REGINALD GARRETT
- Professor of Biology
- Email: rhg@virginia.edu
- Office: (434) 982-5494
- Office: 204 PLSB
EDUCATION
- B.S., The Johns Hopkins University, 1964
- Ph.D., The Johns Hopkins University, 1964
- Postdoctoral Research, The Johns Hopkins University, 1968
RESEARCH INTERESTS
Together with my colleague, Mitchell Smith of the Center for Food Safety and Applied Nutrition (CFSAN) in the Food and Drug Administration (FDA), we have taken a systems analysis approach to discover the relationship between a number of inflammatory disease conditions and the consumption of various drugs and/or dietary supplements.
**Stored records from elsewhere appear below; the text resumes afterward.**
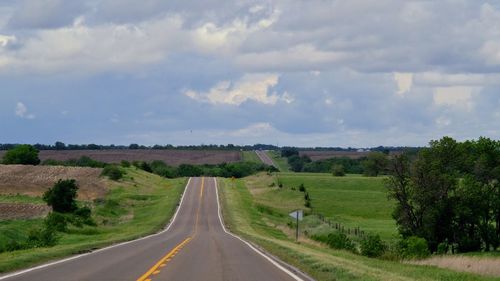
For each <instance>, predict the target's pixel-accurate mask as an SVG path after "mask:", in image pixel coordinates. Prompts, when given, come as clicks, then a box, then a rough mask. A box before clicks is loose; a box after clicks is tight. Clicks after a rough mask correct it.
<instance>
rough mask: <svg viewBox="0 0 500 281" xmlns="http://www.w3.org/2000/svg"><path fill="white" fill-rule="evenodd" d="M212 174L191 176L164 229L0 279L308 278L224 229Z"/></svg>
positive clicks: (31, 279)
mask: <svg viewBox="0 0 500 281" xmlns="http://www.w3.org/2000/svg"><path fill="white" fill-rule="evenodd" d="M216 189H217V184H216V180H215V179H214V178H191V179H190V180H189V183H188V184H187V186H186V190H185V192H184V195H183V199H182V200H181V205H180V207H179V209H178V211H177V213H176V215H175V216H174V219H173V222H172V223H171V224H170V225H169V227H168V228H167V230H165V231H163V232H161V233H158V234H155V235H152V236H149V237H146V238H143V239H140V240H136V241H132V242H127V243H124V244H120V245H117V246H112V247H108V248H105V249H102V250H98V251H95V252H93V253H90V254H86V255H81V256H76V257H73V258H70V259H69V260H63V261H60V262H56V263H53V264H48V265H45V266H42V267H41V268H40V267H39V268H34V269H31V270H28V271H27V272H18V273H14V274H15V275H14V276H12V274H11V276H10V277H9V275H7V276H3V277H0V280H9V281H13V280H16V281H25V280H26V281H27V280H37V281H45V280H47V281H48V280H50V281H57V280H120V281H123V280H137V281H150V280H151V281H156V280H188V281H191V280H192V281H196V280H204V281H210V280H256V281H265V280H270V281H271V280H273V281H275V280H307V279H306V278H304V277H303V276H301V275H296V274H297V273H292V272H291V271H290V270H289V269H288V268H287V267H286V266H283V265H282V264H281V263H277V262H276V261H275V260H274V259H271V258H269V257H267V256H266V255H264V254H262V253H261V252H260V251H257V250H255V248H253V247H252V246H251V245H249V244H247V243H246V242H244V241H242V240H240V239H239V238H238V237H235V236H233V235H232V234H230V233H227V232H226V230H225V228H224V227H223V225H222V221H221V218H220V215H219V202H218V198H217V190H216Z"/></svg>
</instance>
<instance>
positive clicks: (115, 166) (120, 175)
mask: <svg viewBox="0 0 500 281" xmlns="http://www.w3.org/2000/svg"><path fill="white" fill-rule="evenodd" d="M124 174H125V172H123V170H122V169H120V168H119V167H118V166H115V165H108V166H106V167H104V169H102V173H101V176H106V177H108V178H109V179H111V180H114V181H116V180H119V179H121V178H123V175H124Z"/></svg>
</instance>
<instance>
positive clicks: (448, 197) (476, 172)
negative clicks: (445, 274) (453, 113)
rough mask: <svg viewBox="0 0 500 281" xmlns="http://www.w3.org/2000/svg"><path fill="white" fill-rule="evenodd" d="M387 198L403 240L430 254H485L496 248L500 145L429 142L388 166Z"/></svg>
mask: <svg viewBox="0 0 500 281" xmlns="http://www.w3.org/2000/svg"><path fill="white" fill-rule="evenodd" d="M389 173H390V177H389V178H388V180H387V183H386V185H387V188H388V191H389V196H390V197H391V198H393V199H395V200H396V202H397V205H396V208H395V210H394V212H393V217H394V219H395V220H396V222H397V225H398V229H399V232H400V234H401V235H402V236H403V238H407V237H412V236H416V237H420V238H423V239H425V240H426V241H427V243H428V248H429V250H430V251H431V252H438V253H446V252H448V251H451V252H469V251H480V250H483V251H490V250H495V249H498V247H499V245H500V142H499V141H495V140H491V139H488V138H479V139H478V140H473V141H465V142H457V141H456V140H454V139H452V138H450V137H444V138H442V139H440V140H437V141H431V142H430V146H429V147H428V148H424V149H422V150H421V151H420V152H419V153H417V154H416V155H413V156H411V155H407V154H402V155H398V156H395V157H394V158H393V159H391V161H390V162H389Z"/></svg>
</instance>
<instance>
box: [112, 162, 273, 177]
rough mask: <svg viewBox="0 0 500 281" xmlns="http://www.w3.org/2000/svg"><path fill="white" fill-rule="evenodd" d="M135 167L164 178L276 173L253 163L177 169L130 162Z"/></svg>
mask: <svg viewBox="0 0 500 281" xmlns="http://www.w3.org/2000/svg"><path fill="white" fill-rule="evenodd" d="M132 165H134V166H135V167H137V168H139V169H141V170H144V171H146V172H150V173H154V174H157V175H159V176H162V177H166V178H176V177H201V176H210V177H225V178H231V177H234V178H242V177H246V176H250V175H253V174H255V173H257V172H263V171H267V172H277V171H278V170H277V169H276V168H275V167H273V166H268V165H266V164H258V163H255V162H236V163H222V164H217V165H208V164H205V165H190V164H181V165H179V166H178V167H173V166H169V165H167V164H166V163H165V162H163V161H159V160H155V161H152V162H149V163H148V162H141V161H135V162H132ZM122 166H127V162H126V161H124V162H122Z"/></svg>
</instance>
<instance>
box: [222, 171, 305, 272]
mask: <svg viewBox="0 0 500 281" xmlns="http://www.w3.org/2000/svg"><path fill="white" fill-rule="evenodd" d="M214 181H215V193H216V196H217V211H218V215H219V222H220V224H221V226H222V229H223V230H224V232H225V233H227V234H229V235H231V236H233V237H234V238H236V239H238V240H240V241H241V242H243V243H245V244H246V245H247V246H248V247H250V249H252V250H253V251H254V252H256V253H257V254H259V255H261V256H262V257H264V258H265V259H266V260H267V261H269V262H270V263H272V264H273V265H274V266H276V267H277V268H279V269H280V270H281V271H283V272H285V273H286V274H288V275H289V276H290V277H292V278H293V279H294V280H297V281H304V279H302V278H300V277H299V276H297V275H296V274H295V273H293V272H291V271H290V270H288V269H287V268H285V267H283V266H282V265H281V264H279V263H278V262H276V261H275V260H273V259H272V258H270V257H269V256H267V255H265V254H264V253H262V252H261V251H259V250H258V249H257V248H255V247H254V246H253V245H252V244H250V243H249V242H247V241H245V240H244V239H243V238H241V237H239V236H237V235H236V234H233V233H231V232H229V231H227V229H226V227H225V226H224V223H223V222H222V217H221V212H220V203H219V187H218V184H217V178H214Z"/></svg>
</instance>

A prominent example is eosinophilia-myalgia syndrome ( EMS ) and the consumption of L-tryptophan-containing dietary supplements (LTCDS). The belief that microimpurities found in mass-produced LTCDS caused EMS in individuals consuming such supplements remains widespread in the epidemiological, medical, and nutritional communities, even though no impurity with such toxicity has ever been identified. At least three dozen deaths are attributed to EMS and the ingestion of LTCDS. Our systems analysis of EMS based on Boolean-logic, keyword-based computer searches of peer-reviewed literature disclosed correlations between eosinophilia (elevated circulating eosinophil levels), myalgia (muscle pain), and compromised histamine degradation. Both eosinophilia and myalgia are conditions associated with excessive histamine activity. Our search revealed that consumption of tryptophan supplements leads to enhanced levels of formate and indolyl compounds, several of which impair histamine degradation and thus have the potential to prolong the latent effect of histamine. In light of our findings, the assumption that microimpurities in LTCDS cause EMS is unwarranted.